George W. Hardy
GEORGE W. “BILL” HARDY (Deceased April 13, 2017 at age 97) has been credited with many contributions to the sporting goods industry during his career at Russell Athletic, including:
- Development of various teamwear innovations, including the “tear-away” football jersey.
- Pioneered the process for permanently imprinting names and numbers on jerseys, which he named Russ-Cote.
- In the manufacturing processes, he initiated several innovations in automated sewing, including a continuous belt-type sewing, which is used in sewing plants throughout the world.
- He created the Russell Athletic Bowl, which is held annually for the Pop Warner Football national championships.
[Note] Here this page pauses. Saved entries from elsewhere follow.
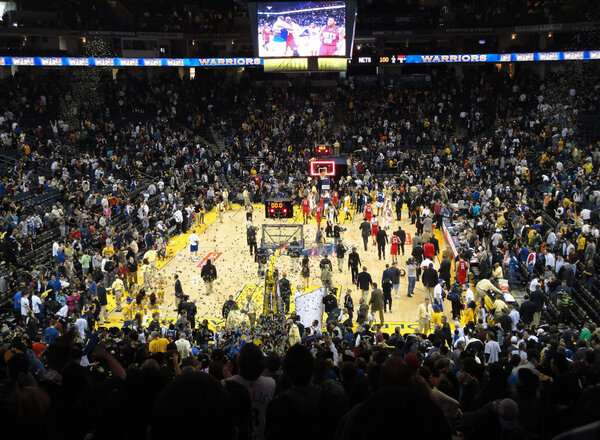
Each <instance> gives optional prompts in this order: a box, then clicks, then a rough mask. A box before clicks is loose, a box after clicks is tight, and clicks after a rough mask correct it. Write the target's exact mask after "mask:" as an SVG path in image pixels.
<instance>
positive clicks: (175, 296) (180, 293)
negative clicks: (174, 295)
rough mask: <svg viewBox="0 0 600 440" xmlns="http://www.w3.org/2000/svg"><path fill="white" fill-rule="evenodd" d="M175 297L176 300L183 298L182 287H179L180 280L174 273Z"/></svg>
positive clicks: (182, 290) (180, 280) (178, 299)
mask: <svg viewBox="0 0 600 440" xmlns="http://www.w3.org/2000/svg"><path fill="white" fill-rule="evenodd" d="M175 298H176V299H177V300H178V301H181V300H182V298H183V287H181V280H180V279H179V275H177V274H175Z"/></svg>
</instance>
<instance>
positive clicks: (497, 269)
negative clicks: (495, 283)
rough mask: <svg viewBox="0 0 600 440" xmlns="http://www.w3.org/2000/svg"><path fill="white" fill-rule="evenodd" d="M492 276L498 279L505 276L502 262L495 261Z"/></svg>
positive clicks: (499, 278) (492, 272)
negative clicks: (502, 265) (502, 268)
mask: <svg viewBox="0 0 600 440" xmlns="http://www.w3.org/2000/svg"><path fill="white" fill-rule="evenodd" d="M492 278H493V279H495V280H496V281H497V280H501V279H503V278H504V273H503V272H502V266H501V265H500V263H498V262H496V263H494V269H492Z"/></svg>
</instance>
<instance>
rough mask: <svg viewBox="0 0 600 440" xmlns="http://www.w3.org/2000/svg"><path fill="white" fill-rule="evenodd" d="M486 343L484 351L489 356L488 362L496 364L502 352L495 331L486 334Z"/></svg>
mask: <svg viewBox="0 0 600 440" xmlns="http://www.w3.org/2000/svg"><path fill="white" fill-rule="evenodd" d="M486 341H487V342H486V343H485V349H484V353H485V354H486V355H488V356H487V360H488V364H494V363H496V362H498V355H499V354H500V345H499V344H498V343H497V342H496V340H495V336H494V333H492V332H488V334H487V336H486Z"/></svg>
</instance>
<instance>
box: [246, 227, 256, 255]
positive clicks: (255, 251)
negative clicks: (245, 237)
mask: <svg viewBox="0 0 600 440" xmlns="http://www.w3.org/2000/svg"><path fill="white" fill-rule="evenodd" d="M256 231H258V228H257V227H256V226H250V227H248V229H247V230H246V234H247V240H248V246H250V255H254V254H255V253H256V250H257V245H256Z"/></svg>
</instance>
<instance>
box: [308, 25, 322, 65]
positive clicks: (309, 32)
mask: <svg viewBox="0 0 600 440" xmlns="http://www.w3.org/2000/svg"><path fill="white" fill-rule="evenodd" d="M320 33H321V30H320V29H319V28H318V27H317V23H313V24H311V25H310V27H309V28H308V46H309V49H310V55H311V56H314V57H316V56H317V55H319V49H320V48H321V39H320V38H319V37H320V35H319V34H320Z"/></svg>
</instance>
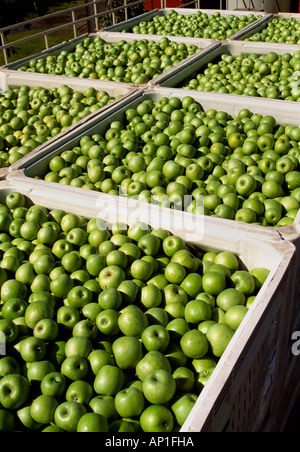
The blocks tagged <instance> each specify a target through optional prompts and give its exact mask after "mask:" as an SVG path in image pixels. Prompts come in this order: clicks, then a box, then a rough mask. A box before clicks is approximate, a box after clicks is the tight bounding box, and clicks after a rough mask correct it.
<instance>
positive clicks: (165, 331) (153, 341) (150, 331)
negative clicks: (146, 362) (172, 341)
mask: <svg viewBox="0 0 300 452" xmlns="http://www.w3.org/2000/svg"><path fill="white" fill-rule="evenodd" d="M141 340H142V343H143V345H144V347H145V348H146V350H147V351H148V352H149V351H151V350H158V351H160V352H164V351H165V350H166V349H167V347H168V345H169V342H170V335H169V332H168V330H167V329H166V328H165V327H164V326H162V325H150V326H148V327H147V328H146V329H145V330H144V331H143V333H142V336H141ZM140 359H141V358H140Z"/></svg>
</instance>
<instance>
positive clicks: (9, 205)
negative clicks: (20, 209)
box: [5, 192, 26, 209]
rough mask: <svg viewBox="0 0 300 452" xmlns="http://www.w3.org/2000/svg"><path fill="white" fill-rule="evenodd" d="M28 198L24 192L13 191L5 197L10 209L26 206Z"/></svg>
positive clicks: (13, 208)
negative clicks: (24, 193) (12, 191)
mask: <svg viewBox="0 0 300 452" xmlns="http://www.w3.org/2000/svg"><path fill="white" fill-rule="evenodd" d="M25 203H26V198H25V196H24V195H23V194H22V193H19V192H11V193H9V194H8V195H7V196H6V198H5V204H6V205H7V207H8V208H9V209H16V208H17V207H24V206H25Z"/></svg>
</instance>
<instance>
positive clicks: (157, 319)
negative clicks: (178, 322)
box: [145, 307, 169, 326]
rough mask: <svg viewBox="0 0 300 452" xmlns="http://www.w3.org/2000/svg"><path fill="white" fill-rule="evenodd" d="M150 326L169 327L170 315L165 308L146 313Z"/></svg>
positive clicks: (149, 324)
mask: <svg viewBox="0 0 300 452" xmlns="http://www.w3.org/2000/svg"><path fill="white" fill-rule="evenodd" d="M145 314H146V317H147V319H148V322H149V325H162V326H167V324H168V323H169V317H168V314H167V313H166V312H165V310H164V309H163V308H158V307H153V308H150V309H147V311H146V312H145Z"/></svg>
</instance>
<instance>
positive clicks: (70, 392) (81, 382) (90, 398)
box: [65, 380, 94, 405]
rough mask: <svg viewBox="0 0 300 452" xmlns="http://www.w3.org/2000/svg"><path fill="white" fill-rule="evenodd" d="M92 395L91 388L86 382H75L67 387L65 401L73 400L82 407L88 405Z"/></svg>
mask: <svg viewBox="0 0 300 452" xmlns="http://www.w3.org/2000/svg"><path fill="white" fill-rule="evenodd" d="M93 393H94V391H93V388H92V386H91V385H90V384H89V383H88V382H87V381H84V380H77V381H73V382H72V383H71V384H70V385H69V387H68V389H67V391H66V395H65V397H66V400H67V401H71V400H74V402H77V403H81V404H82V405H88V403H89V402H90V400H91V398H92V396H93Z"/></svg>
This organization fosters academic excellence along with the athletic ability of the players.
Hardy also was instrumental in the development of the football pad operation at Russell. He was a member of the SGMA Athletic Clothing Committee to set standards for athletic colors in the athletic clothing industry. He grew up in Alexander City, Alabama, Russell Athletic’s home city, where he played high school football. He was a scholarship football quarterback at Western Carolina University for two years. After serving four years as a B-29 flight engineer during World War II, Hardy earned his degree in business administration from Western State College in Gunnison, Colorado in 1947, and immediately entered the sporting goods industry with Russell Athletic.
He served in many capacities at Russell, starting as production manager and later as manager of a cutting and sewing plant. In 1970, he was named vice president of production, and he became vice president and general manager of the Athletic Division in 1971. Hardy was named president of the division in 1983 and in 1983 was named corporate senior vice president of athletic brands. He retired in 1985. He was also a Deacon and trustee of the First Presbyterian Church.
Please note: This biography was produced from the nominating materials in the candidate’s nominating year, so the information is not current.